The code is fairly simple (in Cmm). We compare the case binder either directly (for literals) or by tag (otherwise). We can then use setCC and the same mechanic as tagToEnum# to turn this into a Boolean value.
But we can still go futher. We don't have to restrict us to True/False on the RHS either. Literals and other data types with tags could be looked at at the same time. For nullary constructors and literals we could then generate straight line code via cmove instead of setCC.
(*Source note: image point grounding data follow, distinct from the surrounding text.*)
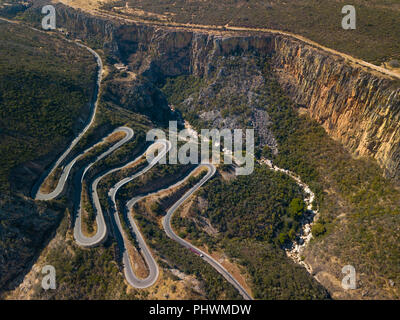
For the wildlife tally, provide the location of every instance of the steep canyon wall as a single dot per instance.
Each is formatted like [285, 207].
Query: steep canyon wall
[356, 106]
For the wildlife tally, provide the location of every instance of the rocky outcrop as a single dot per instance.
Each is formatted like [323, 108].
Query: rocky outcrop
[358, 107]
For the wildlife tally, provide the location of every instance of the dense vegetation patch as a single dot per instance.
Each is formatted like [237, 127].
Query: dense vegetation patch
[45, 86]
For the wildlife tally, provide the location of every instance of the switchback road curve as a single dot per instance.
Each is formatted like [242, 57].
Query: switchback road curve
[102, 232]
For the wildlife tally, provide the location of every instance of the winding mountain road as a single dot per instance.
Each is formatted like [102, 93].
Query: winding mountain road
[102, 231]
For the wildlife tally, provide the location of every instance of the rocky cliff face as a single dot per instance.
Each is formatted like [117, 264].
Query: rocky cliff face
[360, 109]
[357, 107]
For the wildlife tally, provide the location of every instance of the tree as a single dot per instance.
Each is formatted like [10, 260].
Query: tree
[296, 208]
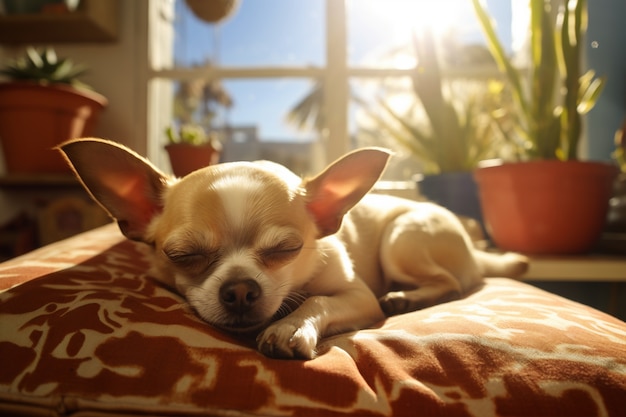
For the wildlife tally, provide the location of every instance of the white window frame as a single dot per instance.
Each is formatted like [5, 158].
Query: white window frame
[336, 74]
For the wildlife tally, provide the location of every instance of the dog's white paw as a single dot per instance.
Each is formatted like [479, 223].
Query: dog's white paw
[285, 339]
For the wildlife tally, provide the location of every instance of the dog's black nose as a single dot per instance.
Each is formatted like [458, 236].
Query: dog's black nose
[239, 295]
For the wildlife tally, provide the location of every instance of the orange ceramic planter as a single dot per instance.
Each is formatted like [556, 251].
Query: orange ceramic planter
[36, 118]
[546, 207]
[186, 158]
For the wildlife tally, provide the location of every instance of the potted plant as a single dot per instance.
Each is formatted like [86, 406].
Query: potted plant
[191, 148]
[43, 105]
[552, 202]
[448, 130]
[192, 141]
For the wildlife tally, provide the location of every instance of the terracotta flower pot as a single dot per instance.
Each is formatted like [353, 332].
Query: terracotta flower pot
[35, 118]
[546, 207]
[186, 158]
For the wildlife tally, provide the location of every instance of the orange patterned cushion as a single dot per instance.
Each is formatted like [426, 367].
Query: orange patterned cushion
[90, 331]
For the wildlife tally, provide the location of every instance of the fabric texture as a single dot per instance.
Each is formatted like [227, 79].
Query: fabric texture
[85, 329]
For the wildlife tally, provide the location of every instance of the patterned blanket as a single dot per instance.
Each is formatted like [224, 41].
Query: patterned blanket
[85, 329]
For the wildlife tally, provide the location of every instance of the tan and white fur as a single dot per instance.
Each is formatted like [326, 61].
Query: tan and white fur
[245, 241]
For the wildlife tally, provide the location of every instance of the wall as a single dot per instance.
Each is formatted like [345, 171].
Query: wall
[607, 58]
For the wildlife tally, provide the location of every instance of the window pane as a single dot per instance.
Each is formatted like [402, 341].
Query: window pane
[388, 113]
[378, 28]
[250, 117]
[259, 33]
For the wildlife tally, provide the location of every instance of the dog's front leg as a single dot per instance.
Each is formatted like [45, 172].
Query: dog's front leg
[297, 335]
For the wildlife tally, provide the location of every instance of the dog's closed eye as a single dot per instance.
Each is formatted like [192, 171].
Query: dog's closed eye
[193, 261]
[281, 252]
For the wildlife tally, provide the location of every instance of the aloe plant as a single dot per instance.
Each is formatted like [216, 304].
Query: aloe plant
[45, 67]
[454, 135]
[551, 99]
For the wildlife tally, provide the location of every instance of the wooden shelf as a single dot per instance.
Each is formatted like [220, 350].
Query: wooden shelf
[589, 268]
[93, 21]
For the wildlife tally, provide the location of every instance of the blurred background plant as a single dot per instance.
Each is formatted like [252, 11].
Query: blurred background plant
[448, 124]
[552, 94]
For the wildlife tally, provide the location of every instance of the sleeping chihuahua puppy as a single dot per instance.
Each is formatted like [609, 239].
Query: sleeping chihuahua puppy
[245, 241]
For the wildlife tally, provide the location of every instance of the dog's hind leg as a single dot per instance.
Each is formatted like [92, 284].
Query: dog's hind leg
[426, 260]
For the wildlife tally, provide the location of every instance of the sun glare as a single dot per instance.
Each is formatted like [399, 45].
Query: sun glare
[401, 19]
[407, 16]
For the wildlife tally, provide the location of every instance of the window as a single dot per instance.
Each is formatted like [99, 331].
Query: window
[329, 56]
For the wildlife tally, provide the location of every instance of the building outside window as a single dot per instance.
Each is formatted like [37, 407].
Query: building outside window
[302, 78]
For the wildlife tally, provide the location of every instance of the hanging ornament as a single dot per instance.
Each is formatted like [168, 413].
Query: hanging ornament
[213, 11]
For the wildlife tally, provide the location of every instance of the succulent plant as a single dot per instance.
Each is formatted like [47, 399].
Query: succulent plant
[45, 67]
[551, 101]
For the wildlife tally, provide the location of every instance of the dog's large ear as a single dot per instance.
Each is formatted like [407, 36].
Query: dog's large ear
[341, 185]
[126, 185]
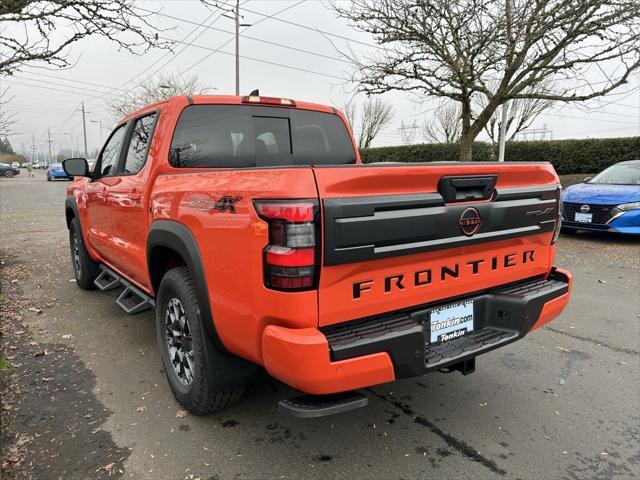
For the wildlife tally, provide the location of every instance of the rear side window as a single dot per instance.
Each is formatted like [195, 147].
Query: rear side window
[236, 136]
[139, 144]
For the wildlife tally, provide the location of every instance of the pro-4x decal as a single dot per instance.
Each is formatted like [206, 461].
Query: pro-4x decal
[202, 202]
[226, 203]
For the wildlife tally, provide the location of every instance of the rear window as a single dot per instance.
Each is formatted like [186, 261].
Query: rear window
[236, 136]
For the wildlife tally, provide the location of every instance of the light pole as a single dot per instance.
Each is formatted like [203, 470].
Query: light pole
[100, 123]
[71, 140]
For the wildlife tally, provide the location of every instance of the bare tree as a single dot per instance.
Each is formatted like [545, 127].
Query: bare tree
[454, 49]
[40, 32]
[155, 90]
[521, 113]
[376, 114]
[445, 127]
[408, 132]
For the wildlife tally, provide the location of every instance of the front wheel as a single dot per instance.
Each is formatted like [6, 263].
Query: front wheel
[84, 268]
[182, 343]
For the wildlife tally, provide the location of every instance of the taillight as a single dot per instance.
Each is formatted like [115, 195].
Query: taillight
[290, 258]
[556, 233]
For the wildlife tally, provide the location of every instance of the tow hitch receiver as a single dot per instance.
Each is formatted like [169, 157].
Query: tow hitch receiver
[314, 406]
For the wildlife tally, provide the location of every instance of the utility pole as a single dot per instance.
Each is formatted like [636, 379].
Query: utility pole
[505, 106]
[49, 142]
[99, 122]
[237, 15]
[236, 18]
[84, 129]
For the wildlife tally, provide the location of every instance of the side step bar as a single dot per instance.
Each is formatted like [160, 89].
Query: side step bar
[132, 300]
[314, 406]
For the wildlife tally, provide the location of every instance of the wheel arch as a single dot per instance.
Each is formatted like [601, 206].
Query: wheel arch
[167, 237]
[70, 210]
[173, 238]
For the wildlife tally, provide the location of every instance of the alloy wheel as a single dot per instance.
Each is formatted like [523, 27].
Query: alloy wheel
[179, 342]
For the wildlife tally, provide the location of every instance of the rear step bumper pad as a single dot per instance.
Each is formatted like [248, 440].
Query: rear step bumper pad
[368, 352]
[314, 406]
[501, 316]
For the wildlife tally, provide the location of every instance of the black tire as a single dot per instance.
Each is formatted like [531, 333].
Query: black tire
[84, 268]
[192, 381]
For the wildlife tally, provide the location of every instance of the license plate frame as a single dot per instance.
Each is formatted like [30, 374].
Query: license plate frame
[451, 321]
[581, 217]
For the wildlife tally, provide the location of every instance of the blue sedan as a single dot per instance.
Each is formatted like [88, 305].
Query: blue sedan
[55, 171]
[610, 201]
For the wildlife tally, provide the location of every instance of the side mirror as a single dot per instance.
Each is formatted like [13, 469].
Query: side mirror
[76, 167]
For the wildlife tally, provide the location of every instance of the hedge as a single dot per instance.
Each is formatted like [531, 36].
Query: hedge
[567, 156]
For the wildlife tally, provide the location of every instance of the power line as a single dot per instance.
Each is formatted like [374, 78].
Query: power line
[317, 30]
[268, 62]
[267, 17]
[126, 84]
[268, 42]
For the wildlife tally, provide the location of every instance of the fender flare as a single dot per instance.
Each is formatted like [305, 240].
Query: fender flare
[70, 204]
[177, 237]
[229, 369]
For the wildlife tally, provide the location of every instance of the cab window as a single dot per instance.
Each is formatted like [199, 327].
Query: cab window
[139, 144]
[111, 152]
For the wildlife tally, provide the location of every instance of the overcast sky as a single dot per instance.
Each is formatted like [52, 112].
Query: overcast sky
[43, 99]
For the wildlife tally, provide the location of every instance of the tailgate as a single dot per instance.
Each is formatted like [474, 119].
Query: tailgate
[397, 236]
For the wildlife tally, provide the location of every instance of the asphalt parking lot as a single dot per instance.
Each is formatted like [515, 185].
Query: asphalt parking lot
[563, 403]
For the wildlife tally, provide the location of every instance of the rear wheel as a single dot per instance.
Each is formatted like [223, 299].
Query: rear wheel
[84, 269]
[182, 343]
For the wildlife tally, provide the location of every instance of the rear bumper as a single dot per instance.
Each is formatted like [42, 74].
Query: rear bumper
[377, 350]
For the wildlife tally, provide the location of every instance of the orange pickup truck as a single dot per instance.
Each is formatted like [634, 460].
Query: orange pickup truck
[253, 229]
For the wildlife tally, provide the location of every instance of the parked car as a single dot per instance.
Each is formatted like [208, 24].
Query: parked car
[610, 201]
[253, 229]
[56, 171]
[7, 170]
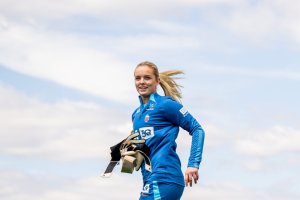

The only thing I'm unsure is what the cleanest way to implement this would be. This could be expressed well as a cmov-like primop.
-- Compare the first two arguments (by tag, or as literals). If they are equal return the first argument, if not the second.
cselect# :: a -> a -> b -> b -> b
Which for literals as selectors could guarantee that it results in branchless code. So we would simply translate the original STG into:
case uncheckedIShiftRA# [ww1_s1xI 6#] of r {
__DEFAULT -> cselect# r 0# True False
}
The only wrinkle is that it's hard to guarantee that we stay branchless if the arguments to cselect# are lifted. If we can't prove they are already tagged we have to emit code to get their tag. But maybe that wouldn't be a big issue.
I don't think anything would prevent us from doing this at the Core level either. But I can imagine that cselect# might inhibit other optimizations so as an optimization we might only want to introduce it at the STG stage.
Sady I don't see myself implementing any of this anytime soon.